In a previous post I made the comment that “miracle mineral” solution (MMS) is made from sodium chlorite, which is one of the active ingredients of Janola, a commonly used bleach/cleaning agent in New Zealand. As has been pointed out in a comment by Ted Seay on my previous post, this is incorrect – while MMS does indeed use sodium chlorite, Janola contains sodium hypochlorite, a different oxidising agent.
Like other bloggers, science bloggers make mistakes occasionally. When this happens it is important to admit and correct the error because this is how science works.
So now that this correction has been made, let’s take the opportunity to look at the difference between these two chlorine based oxidants, what they are used for and how they work.
Sodium hypochlorite (NaOCl) is commonly used in household bleach often at concentrations of about 3 – 8%. Because it readily breaks down to produce sodium chloride (NaCl) and sodium chlorate (NaClO3) most bleach solutions also contain low concentrations of sodium hydroxide which slows down this decomposition.
When dissolved in water sodium hypochlorite produces hypochlorous acid, a strong oxidant capable of killing various micro-organisms as well as reacting with a wide range of biological molecules. This is why it is so effective as a bleach. This is also why, in emergencies, adding a small amount of bleach solution to potentially contaminated water (5 drops per litre) is often recommended by civil defence. As such a low dose it should kill most microbes in the water, but still is dilute enough to have no toxic effects on the body.
Sodium chlorite (NaClO2) on the other hand is used to generate chlorine dioxide (ClO2) for the bleaching of paper, textiles and sometimes to disinfect water supplies. Chlorine dioxide is a very effective oxidising agent/disinfectant.
Those promoting “Miracle Mineral” Solution (MMS) generally advise that it is produced by reacting sodium chlorite with a weak acid such as citric acid. When the acid is added it produces chlorous acid (HClO2) which degrades to chlorine dioxide (ClO2) which then degrades to chlorite, chlorate (ClO3–) and eventually chloride ions (Cl–).
So that’s the chemistry. And this chemistry helps explain why it doesn’t make sense to use MMS to treat internal diseases.
Why the use of MMS INTERNALLY doesn’t make sense
1) One of the reasons that sodium chlorite/citric acid is very useful in industry as a surface disinfectant is that it breaks down really quickly. This is why it is often mixed together just before use. The resulting chlorine dioxide then rapidly reacts with organic matter (e.g. bacteria) and is reduced to chlorites and any excess quickly evaporates from the surface being disinfected. However, when administered internally, the chlorine dioxide will be broken down long before it gets to where the disease is (perhaps the exception here would be mouth infections?).

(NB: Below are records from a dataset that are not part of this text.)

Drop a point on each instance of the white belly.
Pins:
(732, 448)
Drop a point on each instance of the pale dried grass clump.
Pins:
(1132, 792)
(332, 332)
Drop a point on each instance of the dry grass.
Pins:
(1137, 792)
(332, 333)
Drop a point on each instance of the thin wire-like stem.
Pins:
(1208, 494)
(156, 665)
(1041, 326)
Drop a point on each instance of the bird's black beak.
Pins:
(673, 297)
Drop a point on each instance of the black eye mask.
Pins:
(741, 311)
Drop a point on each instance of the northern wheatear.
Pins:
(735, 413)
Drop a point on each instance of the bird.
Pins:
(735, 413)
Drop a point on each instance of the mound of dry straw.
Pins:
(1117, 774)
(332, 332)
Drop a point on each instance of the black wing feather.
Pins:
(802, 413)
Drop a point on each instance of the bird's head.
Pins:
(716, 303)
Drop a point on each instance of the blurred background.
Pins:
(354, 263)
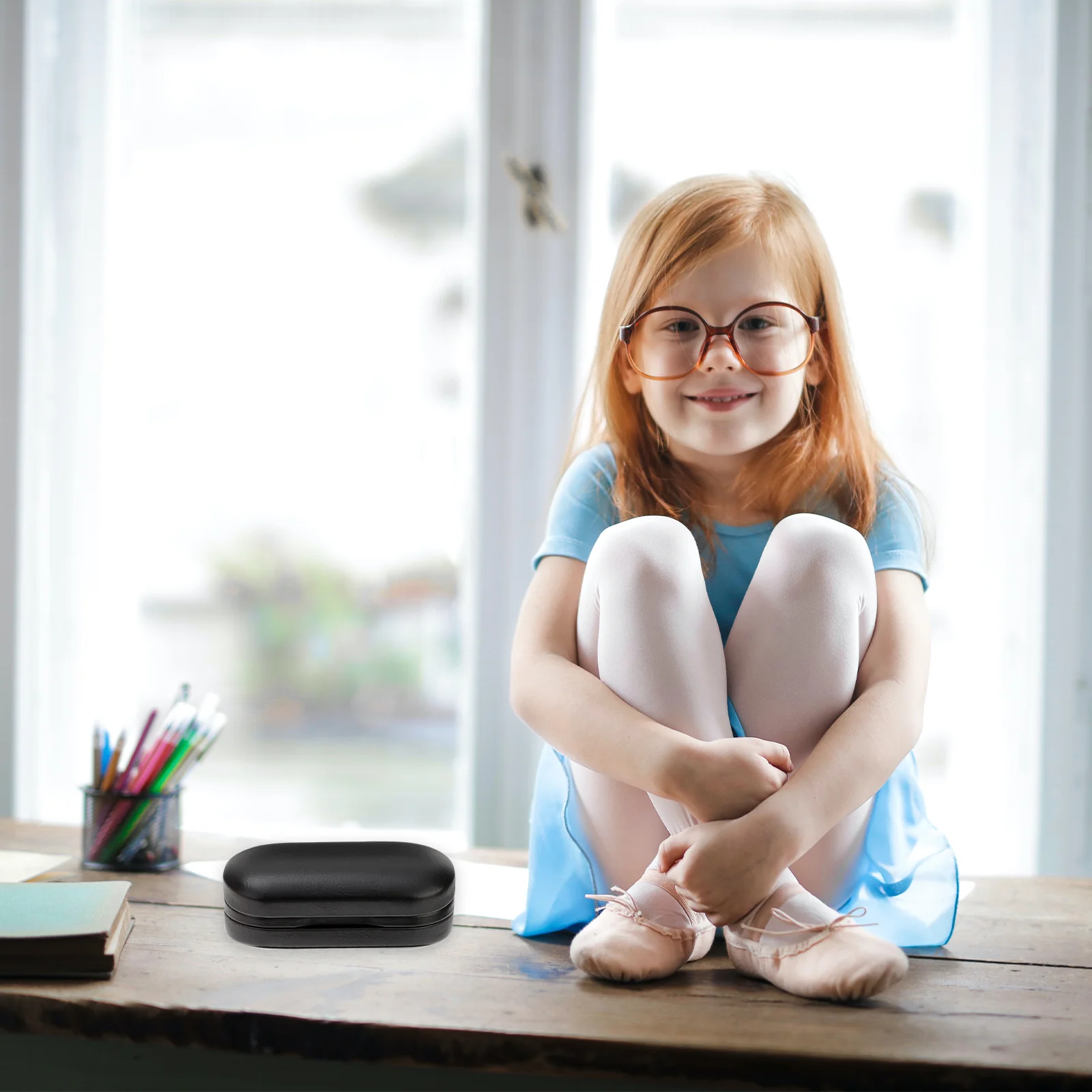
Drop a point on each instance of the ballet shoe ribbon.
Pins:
(631, 909)
(624, 898)
(842, 922)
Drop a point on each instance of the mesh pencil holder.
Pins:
(134, 833)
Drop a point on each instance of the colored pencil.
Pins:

2) On many of the websites that sell MMS they claim or imply that it is effective in treating complex diseases such as cancer, AIDS, colds, Lyme disease, malaria and kidney disease. Given how well understand how at least some of these diseases work, it makes no sense that MMS will work.
3) If MMS did work against these and other diseases those who have been cured would be presenting themselves to doctors, and the developer would probably been nominated for several Nobel prizes.
4) MMS follows the same pattern as many other pseudo-scientific treatments that have come before it – lots of hype, the selling of basic chemicals with ridiculous mark ups, and no verifiable results.
Definitely a “treatment” to avoid.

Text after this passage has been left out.